Bodies. 6 Women, 1 Man

11 January - 9 February 2013

Flowers Gallery
21 Cork Street
London
W1S 3LZ
flowersgallery.com

'Revealed yet concealed. Shameless yet shameful. Ease with unease. Beauty and destruction. These paradoxes are displayed in all my work; an inquiry into what it feels like to be human.' Nadav Kander

Coated in white marble dust and set against the void of the photographer’s studio, the subjects of Nadav Kander’s BODIES. 6 Women, 1 Man serve as monumental studies of the human condition.
Far from the airbrushed perfection that permeates images of nudity in popular culture, Nadav Kander presents us with honest photographs of the human form. The ‘bodies’ featured reference the forms of the classical and renaissance past, whilst modernising the genre of the nude to act as a tool for philosophical investigation. Faces turned from the viewer, but bodies offered completely, the forms invite the meditation and self-reflection customarily associated with religious iconography and tomb sculpture.

Kander has cited Elizabethan notions of purity as an influence for his bleached treatment of the auburn haired bodies. The subjects are placed awkwardly, contorted and twisted or bowed reverently. In Audrey with Toes and Wrist Bent (2011) the form reclines, her toes and fingers curled uncomfortably from limbs. Flaws laid bare, the figure is exposed and vulnerable to our gaze.
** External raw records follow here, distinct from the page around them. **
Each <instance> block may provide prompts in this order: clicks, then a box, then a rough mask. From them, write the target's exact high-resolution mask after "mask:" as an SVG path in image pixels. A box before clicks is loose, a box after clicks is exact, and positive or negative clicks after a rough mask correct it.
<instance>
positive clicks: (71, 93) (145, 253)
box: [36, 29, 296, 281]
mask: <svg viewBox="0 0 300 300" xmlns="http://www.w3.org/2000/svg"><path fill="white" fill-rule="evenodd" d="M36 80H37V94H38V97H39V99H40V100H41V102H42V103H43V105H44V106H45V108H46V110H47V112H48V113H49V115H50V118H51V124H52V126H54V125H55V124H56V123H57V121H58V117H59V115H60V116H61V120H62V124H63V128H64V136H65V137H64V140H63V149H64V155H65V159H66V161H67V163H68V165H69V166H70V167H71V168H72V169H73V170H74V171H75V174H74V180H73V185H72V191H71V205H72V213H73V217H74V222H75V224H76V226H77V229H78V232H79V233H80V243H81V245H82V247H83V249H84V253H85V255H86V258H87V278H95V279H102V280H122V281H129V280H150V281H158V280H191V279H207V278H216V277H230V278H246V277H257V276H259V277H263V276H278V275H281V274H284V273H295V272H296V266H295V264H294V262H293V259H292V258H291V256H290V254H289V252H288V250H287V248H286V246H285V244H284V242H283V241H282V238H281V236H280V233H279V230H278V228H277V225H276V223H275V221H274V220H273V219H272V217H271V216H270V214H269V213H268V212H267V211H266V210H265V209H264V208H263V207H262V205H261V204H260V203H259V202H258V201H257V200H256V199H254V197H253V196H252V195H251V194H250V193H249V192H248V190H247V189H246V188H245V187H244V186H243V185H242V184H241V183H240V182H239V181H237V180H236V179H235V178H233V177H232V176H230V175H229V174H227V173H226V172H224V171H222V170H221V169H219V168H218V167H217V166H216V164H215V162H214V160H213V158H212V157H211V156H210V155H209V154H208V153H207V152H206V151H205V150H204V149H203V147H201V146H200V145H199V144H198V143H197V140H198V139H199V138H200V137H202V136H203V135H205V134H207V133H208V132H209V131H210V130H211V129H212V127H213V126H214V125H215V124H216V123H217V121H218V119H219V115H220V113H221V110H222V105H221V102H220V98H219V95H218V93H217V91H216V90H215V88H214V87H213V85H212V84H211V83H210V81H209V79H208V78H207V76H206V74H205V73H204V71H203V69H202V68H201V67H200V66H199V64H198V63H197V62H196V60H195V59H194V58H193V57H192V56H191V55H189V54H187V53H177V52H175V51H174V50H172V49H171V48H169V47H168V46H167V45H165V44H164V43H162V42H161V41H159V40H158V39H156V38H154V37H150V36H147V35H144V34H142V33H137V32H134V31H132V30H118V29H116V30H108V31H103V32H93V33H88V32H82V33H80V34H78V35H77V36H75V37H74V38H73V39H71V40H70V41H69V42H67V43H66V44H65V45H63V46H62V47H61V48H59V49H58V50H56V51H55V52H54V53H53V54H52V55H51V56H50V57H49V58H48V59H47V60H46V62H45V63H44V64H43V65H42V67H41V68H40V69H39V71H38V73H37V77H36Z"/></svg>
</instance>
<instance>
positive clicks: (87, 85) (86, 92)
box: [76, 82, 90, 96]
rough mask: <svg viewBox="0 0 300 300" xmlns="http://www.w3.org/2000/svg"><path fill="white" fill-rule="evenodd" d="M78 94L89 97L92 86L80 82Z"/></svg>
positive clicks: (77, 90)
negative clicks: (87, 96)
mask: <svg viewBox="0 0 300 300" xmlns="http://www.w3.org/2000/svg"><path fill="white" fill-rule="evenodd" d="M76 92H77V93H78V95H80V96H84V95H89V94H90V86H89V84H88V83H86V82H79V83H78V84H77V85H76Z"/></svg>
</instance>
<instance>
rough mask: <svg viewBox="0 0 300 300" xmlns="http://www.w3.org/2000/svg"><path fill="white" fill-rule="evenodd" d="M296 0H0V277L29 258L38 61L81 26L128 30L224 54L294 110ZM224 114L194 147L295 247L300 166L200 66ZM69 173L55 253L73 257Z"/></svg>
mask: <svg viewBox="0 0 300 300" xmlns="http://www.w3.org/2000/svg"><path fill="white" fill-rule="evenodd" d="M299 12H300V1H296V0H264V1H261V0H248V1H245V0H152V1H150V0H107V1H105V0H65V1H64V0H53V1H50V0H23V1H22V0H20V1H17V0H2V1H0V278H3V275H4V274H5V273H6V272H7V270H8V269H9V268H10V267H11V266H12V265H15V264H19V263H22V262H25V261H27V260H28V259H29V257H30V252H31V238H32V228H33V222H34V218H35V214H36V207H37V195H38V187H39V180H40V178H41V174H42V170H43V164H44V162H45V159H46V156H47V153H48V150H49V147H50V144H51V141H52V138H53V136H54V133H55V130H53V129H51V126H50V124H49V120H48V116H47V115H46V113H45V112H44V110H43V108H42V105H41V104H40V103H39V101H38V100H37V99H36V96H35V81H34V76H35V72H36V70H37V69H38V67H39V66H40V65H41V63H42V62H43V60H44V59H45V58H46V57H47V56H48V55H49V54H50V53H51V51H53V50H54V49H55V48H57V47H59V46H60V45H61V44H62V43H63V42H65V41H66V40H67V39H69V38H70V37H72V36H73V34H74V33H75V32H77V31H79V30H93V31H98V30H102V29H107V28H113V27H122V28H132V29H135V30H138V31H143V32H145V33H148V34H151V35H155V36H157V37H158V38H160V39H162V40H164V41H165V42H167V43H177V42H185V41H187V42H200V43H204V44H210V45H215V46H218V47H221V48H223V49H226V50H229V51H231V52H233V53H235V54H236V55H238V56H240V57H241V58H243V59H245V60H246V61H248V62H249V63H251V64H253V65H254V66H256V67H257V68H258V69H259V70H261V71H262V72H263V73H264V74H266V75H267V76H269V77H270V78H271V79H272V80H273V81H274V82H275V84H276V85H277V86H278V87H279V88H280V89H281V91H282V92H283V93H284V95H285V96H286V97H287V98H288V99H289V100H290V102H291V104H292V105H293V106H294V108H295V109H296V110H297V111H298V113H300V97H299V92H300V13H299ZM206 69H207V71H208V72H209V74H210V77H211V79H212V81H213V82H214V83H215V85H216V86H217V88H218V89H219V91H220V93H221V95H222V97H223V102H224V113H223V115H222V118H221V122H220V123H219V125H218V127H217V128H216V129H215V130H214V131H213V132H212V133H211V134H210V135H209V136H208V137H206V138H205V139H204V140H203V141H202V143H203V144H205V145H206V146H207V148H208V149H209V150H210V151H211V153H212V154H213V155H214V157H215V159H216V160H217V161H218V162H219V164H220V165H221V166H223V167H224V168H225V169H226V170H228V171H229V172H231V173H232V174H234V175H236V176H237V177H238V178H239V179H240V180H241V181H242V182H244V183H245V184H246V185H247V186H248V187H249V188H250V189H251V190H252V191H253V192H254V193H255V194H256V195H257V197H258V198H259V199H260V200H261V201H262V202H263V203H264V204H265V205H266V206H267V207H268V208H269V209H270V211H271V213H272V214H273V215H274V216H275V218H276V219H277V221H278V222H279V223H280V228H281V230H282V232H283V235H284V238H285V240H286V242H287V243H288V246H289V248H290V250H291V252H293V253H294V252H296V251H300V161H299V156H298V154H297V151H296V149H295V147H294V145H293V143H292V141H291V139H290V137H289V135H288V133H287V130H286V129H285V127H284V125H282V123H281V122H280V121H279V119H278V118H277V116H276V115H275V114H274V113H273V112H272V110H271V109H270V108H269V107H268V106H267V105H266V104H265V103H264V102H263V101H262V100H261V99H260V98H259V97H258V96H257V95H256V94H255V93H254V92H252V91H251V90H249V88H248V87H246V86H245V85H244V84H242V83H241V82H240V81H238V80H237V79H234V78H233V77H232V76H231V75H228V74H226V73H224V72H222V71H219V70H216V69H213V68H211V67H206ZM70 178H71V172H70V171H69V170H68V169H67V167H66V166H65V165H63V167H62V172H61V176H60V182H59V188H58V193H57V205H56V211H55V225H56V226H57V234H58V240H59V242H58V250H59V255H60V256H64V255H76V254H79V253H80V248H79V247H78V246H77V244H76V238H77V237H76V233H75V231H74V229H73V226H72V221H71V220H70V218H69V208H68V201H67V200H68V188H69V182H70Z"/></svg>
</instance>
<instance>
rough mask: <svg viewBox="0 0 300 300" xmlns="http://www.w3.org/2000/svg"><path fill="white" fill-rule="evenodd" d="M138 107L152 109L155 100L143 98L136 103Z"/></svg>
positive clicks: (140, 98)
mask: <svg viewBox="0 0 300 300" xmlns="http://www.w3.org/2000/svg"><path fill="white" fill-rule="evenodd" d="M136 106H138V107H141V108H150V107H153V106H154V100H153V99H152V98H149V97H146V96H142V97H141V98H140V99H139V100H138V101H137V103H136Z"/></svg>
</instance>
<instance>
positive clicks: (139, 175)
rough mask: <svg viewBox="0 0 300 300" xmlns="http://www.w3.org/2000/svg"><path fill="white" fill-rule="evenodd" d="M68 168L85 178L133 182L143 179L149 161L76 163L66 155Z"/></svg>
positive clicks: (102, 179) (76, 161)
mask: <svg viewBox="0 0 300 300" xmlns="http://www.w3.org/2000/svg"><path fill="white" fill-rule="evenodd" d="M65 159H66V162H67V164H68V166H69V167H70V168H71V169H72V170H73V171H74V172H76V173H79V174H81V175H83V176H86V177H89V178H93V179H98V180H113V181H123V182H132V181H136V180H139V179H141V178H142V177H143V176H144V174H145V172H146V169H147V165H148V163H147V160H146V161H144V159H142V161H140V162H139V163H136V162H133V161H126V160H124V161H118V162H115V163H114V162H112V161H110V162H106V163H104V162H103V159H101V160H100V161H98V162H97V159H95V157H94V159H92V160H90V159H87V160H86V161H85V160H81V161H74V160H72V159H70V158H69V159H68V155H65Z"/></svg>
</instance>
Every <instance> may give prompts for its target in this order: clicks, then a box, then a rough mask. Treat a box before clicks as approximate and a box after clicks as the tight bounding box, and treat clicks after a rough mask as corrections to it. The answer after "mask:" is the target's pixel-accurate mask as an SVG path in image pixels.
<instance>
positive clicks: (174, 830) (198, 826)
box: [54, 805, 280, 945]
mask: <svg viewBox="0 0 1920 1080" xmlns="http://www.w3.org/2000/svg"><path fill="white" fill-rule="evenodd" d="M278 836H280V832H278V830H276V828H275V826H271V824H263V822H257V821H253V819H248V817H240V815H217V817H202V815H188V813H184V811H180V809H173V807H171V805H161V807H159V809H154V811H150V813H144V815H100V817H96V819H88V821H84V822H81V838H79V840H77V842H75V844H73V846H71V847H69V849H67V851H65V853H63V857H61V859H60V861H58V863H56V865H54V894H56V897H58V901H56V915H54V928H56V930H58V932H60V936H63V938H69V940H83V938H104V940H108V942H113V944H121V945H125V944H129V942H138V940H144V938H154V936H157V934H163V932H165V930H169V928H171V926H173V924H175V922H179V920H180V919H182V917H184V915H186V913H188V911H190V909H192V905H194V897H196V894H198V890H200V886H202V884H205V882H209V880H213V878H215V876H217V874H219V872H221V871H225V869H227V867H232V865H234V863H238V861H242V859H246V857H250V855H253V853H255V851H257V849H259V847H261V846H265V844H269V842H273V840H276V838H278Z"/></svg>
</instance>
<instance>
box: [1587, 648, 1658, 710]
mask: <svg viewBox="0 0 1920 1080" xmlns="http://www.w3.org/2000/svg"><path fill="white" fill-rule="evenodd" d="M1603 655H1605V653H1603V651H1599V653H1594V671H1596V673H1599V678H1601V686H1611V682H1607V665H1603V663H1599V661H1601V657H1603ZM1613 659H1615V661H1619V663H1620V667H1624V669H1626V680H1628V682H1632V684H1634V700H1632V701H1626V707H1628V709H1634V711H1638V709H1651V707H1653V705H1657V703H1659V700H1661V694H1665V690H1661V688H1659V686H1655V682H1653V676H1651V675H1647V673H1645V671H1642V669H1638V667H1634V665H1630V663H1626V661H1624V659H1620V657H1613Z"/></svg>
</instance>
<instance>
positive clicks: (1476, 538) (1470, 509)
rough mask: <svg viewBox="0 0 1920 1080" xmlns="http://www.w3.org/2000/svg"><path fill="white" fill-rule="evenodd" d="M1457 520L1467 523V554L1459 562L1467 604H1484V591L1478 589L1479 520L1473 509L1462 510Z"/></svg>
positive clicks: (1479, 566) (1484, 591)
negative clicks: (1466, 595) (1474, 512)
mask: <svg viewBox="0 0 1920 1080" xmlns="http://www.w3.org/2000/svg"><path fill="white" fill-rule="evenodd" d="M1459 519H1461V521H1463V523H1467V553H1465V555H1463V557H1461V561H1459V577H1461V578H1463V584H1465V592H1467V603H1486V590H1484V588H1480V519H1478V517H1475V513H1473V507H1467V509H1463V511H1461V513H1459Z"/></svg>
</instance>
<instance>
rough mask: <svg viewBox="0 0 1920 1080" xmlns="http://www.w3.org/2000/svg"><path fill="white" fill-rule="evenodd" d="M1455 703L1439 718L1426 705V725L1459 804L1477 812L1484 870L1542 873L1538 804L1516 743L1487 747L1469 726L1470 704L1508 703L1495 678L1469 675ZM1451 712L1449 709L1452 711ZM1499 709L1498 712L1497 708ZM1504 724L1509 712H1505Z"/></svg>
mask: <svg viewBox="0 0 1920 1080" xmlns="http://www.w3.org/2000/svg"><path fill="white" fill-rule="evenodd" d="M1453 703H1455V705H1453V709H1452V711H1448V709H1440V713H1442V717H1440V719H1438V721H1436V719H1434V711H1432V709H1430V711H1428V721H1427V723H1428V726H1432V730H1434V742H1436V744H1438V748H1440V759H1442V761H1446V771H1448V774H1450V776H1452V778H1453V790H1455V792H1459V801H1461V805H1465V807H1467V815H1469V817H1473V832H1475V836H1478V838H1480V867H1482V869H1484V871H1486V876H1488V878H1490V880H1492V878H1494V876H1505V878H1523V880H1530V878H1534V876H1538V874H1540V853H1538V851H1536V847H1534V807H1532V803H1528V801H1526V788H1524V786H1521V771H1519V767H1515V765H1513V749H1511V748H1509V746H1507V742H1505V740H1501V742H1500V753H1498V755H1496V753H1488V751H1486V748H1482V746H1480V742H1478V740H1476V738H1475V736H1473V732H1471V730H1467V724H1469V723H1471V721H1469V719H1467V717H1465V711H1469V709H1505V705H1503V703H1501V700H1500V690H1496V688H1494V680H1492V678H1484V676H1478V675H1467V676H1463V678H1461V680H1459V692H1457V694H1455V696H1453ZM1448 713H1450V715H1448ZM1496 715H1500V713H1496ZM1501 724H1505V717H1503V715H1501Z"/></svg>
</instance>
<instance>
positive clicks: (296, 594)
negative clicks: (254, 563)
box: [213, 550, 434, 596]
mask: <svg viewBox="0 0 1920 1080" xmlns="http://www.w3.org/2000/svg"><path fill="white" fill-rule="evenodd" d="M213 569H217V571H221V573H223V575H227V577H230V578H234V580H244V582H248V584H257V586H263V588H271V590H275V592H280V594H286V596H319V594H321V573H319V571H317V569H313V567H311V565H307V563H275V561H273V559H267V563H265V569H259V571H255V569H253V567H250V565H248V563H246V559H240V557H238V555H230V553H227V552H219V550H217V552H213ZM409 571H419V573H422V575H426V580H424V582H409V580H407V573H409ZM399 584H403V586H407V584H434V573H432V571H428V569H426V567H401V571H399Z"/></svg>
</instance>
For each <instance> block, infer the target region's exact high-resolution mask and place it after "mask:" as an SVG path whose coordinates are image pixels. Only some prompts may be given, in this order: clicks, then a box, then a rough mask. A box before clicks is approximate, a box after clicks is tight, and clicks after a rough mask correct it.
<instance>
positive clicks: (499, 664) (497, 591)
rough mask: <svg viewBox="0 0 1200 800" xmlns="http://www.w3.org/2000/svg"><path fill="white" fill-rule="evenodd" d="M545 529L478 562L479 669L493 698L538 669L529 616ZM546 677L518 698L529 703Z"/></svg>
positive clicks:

It is this sense of vulnerability, and of humanity stripped of its defences that Kander investigates as a point of beauty.

'Wherever I may be, my pictures seek to expose the shadow and vulnerability that exists in all of us, and it is this vulnerability that I find so beautiful.' Nadav Kander

BODIES. 6 Women, 1 Man develops the exploration of the human condition established by Kander in earlier work such as Yangtze - The Long River. Whether photographing the consequences of the incomprehensible development in modern-day China, or a white painted nude suspended against the darkness of his studio, his photographs are linked by their ‘compassionate ruthlessness’, and by the constant strive to explore the poeticism of life’s idiosyncrasies.